In his new offices, Thomas immediately came into conflict with Honorius III when, in accordance with a strict implementation of the resolutions of Capua, which provided for a revocation of privileges, he demanded fees and charges for the imperial treasury from the city of Benevento. Benevento was a papal enclave in the Kingdom of Sicily, but Frederick II did not renew one of the city's privileges, legitimizing Thomas' approach. Feelings of revenge may also have played a role, as Thomas was once imprisoned in Benevento in 1213. In May 1221, Honorius III became personally involved in this matter and successfully urged the emperor to respect Benevento's status as papal property.

In 1225, Frederick married Isabella II of Jerusalem, heiress to the Kingdom of Jerusalem. Frederick immediately saw to it that his new father-in-law John of Brienne, the current king of Jerusalem, was dispossessed and his rights transferred to the emperor. In particular, Odo of Montbéliard, the bailli of the kingdom, was replaced by Thomas in 1227.

==Sixth Crusade==
In July 1227, Thomas and Hermann of Salza, master of the Teutonic Knights, led an advance command of the Sixth Crusade to the Holy Land. There he served as an envoy to the Egyptian sultan al-Kamil, informing him of the emperor's imminent arrival. In the spring of 1228 he wrote a letter to the imperial court in which he reported on the death of al-Mu'azzam, al-Kamil's brother who ruled Damascus, which prompted the recently excommunicated Frederick to begin his crusade. In July 1228, Thomas rejoined the imperial entourage in Limassol and took part in the persecution of John of Ibelin. Together with Balian of Sidon, he continued as a mediator with al-Kamil, visiting him in Nablus and Gaza. Thomas developed a relationship of trust with the sultan as did the sultan's own diplomat Fakhr ad-Din ibn as-Shaikh with the emperor. This resulted in a mutual agreement between the emperor and the sultan that on 18 February 1229 returned most of Jerusalem to Christianity without war. Through his mediation work, Thomas was also able to get al-Ashraf Musa, al-Kamil's brother and emir of Damascus, to sign the treaty.

== After the Crusade ==
After returning to Italy in August 1229, Thomas was entrusted with the submission of Capua, taken by papal troops during the absence of Frederick. He was replaced as bailli by Richard Filangieri in Tyre and Odo of Montbéliard in Acre. In Melfi in 1231, he was appointed Capitaneus regni (regent) of the Kingdom of Sicily during absence of the emperor in northern Italy. He followed him there himself in 1233, where he took over the rectorate of Cremona with the consent of the local population. When the emperor set out for Germany a second time in 1235, Thomas was accepted into the Regency Council in Fano.

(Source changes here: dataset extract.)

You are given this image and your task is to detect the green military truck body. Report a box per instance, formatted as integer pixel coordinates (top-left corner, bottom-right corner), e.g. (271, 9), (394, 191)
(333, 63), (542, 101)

In 1242, Thomas was sent a second time to the Holy Land to act there as deputy to the emperor and from April 1243 for Conrad II of Jerusalem in his role as regent. In doing so, he faced opposition from the same local barons under the leadership of the House of Ibelin that had ousted Filangieri. At a general council held in Acre on 5 June 1243, the barons and prelates of the kingdom approved the position of legal scholar Philip of Novara than no oath to the king could be taken as long as he did not appear in his kingdom. As a result, the government established by Conrad II could not be recognized as legitimate, and the council installed Alice of Cyprus and her husband Raoul of Nesle. Thomas returned to Italy just prior to the loss of took the port city of Tyre, the last base of the Hohenstaufen rule in the Holy Land.

==Family==
From his marriage to a woman whose name was unknown, Thomas had two sons, Adenolfo (died 1242) and Ciacopo (died after 1252). Adenolfo's son Thomas II of Aquino (died 15 March 1273) succeeded him as Count of Acerra.